スタートアップの悪い噂はすぐ広まる
あまり誰も言わなくて、界隈にいる人なら誰でも知っていることを書こう。
スタートアップの悪い噂はすぐ広まる。
「どこどこはそろそろ資金がショートしそうだ」
「キーパーソンの誰々さんが辞めるらしい」
「先月資金調達クローズするって言ってたけどリードが降りてぽしゃったってさ」
色々なパターンがあるがこれらの情報が出回るのはものすごく速い。
それこそ世間を1, 2年先取りする
のだ。
すごいでしょ。笑
情報が速い理由は主に「社会が狭いから」
そして「スピードを重視する人間たちにとって情報がすこぶる重要だから」だろう。
情報は流通してなんぼの代物だ。
自分のところに情報を集めてばかりの人にはいずれ情報が回ってこなくなる。有益な情報をきちんと提供する人(コンフィデンシャルなものを漏らすとかそういう程度の低い話ではなく)にはまた有益な情報がきちんと回ってくるようになる。
悪い噂は時に有益である。
だれだれが辞めるという噂はその彼/彼女に近しい人材を欲している別の会社にとっては垂涎モノの先取り情報である。スタートアップ経営層(およびキーパーソン)なんてだいたい繋がっている。個人的に会ったり飯を食ったりするのは簡単だ。当然その時に彼/彼女の身の振りの話題が出るのは至って自然なことだろう。

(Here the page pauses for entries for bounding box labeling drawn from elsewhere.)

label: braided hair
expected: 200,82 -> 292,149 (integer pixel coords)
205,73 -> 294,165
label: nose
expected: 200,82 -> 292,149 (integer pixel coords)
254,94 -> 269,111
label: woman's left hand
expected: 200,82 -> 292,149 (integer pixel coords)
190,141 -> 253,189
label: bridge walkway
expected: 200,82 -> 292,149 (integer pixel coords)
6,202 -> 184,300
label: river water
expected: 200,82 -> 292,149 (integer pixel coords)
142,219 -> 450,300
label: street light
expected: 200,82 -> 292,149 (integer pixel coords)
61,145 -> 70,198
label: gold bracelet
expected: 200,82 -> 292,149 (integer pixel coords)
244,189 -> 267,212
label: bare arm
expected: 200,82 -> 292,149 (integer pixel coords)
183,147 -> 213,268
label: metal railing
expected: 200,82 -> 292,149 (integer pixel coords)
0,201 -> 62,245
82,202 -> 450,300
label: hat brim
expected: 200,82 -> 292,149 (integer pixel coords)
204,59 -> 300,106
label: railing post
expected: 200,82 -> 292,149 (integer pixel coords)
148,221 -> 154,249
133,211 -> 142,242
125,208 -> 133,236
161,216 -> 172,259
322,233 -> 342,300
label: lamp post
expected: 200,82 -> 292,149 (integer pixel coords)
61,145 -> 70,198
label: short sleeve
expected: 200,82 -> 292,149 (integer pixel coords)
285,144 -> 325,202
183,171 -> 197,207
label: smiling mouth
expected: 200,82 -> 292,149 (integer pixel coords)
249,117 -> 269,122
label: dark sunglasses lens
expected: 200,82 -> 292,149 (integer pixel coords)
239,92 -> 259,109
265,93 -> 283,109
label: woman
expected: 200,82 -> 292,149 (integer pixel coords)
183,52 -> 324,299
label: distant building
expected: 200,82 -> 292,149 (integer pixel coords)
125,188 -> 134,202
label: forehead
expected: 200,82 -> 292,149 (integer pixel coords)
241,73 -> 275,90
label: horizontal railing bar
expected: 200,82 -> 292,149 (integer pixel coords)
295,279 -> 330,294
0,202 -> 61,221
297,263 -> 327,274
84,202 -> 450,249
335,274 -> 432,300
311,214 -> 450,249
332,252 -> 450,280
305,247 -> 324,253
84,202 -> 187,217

資金調達を断られた情報は、それを元に自分の資金調達の作戦を立てるために役に立つ。どこどこのVCはやっぱこのカテゴリには入れないかぁとかどうやらどこどこでは資金余りが起きてそうだとかそれはここから流れた金がどうこうしてアレコレ、というような。
誰かの経営の失敗は、自分の経営に対しての反面教師となる。だいたい失敗パターンなんてみんな似たようなものなのだ(って言いながら自分もやっちゃうんだけど)
とはいえ噂なり裏情報なりが回るということは、いずれにせよそのスタートアップは「ホットなスタートアップ」だと言える。出来たばかりで何やってるか誰も知らない会社やとうの昔にみんなの興味がなくなった会社の噂など流通させても価値が低い。
そこで、極めて面白いのが、
悪い噂を裏で聞き、良いニュースを表で見る
ということがひじょーーーーーーーーーーーーーーーーーに多い。
これが先ほど言った「1, 2年先取り」の意味である。
資金調達のプレスリリースの裏で、
年内ローンチの可能性はもう無くなった、なんて話を聞く。
(なんで?そのために調達したのに?いやいや、そこにはきちんと答えがある)
存分にハイスペックな人材を引き抜いたってFacebookの投稿の裏で、
リードエンジニアがメンタルやられて辞める、なんて話を聞く。
(え?彼でもってた会社でしょ?今後どうする気なの?いやいや、そういうことなんすよ)
〇〇賞を受賞!なんてWBSで観ながら裏で、
資金的に危うくてどうやら年は越せなさそうだ、なんて話を聞く。
(大丈夫か?いやいや、大丈夫じゃないんだけどね)
外向きにイイ感じに見えながら実は終わっている会社などゴマンといる。
一個の判断ミスや一人の人的喪失であっけなく終わるのがスタートアップの脆さでもある。
しかし一般に、既に数億単位の資金調達を終えている会社であれば、よっぽどヘマをしない限り1年程度ではそう簡単には死なない。特に人件費がさほどバブっていない日本では。
つまり、情報が流れてから1, 2年してから死ぬ、のだ。
でも同時に面白いところはこれらの情報の流通はゴシップ的なノリは皆無で、皆が至って真面目に紳士的に情報を取り扱う。良いことも悪いことも他人のことで盛り上がることよりまず自分の足元のことをやろうというスタンスや、不幸なことが起きた際には「みんなの代わりに落とし穴を見つけてくれてありがとう」というスタンスもまたスタートアップならではの、ある意味「変な感じ」なんじゃないかな。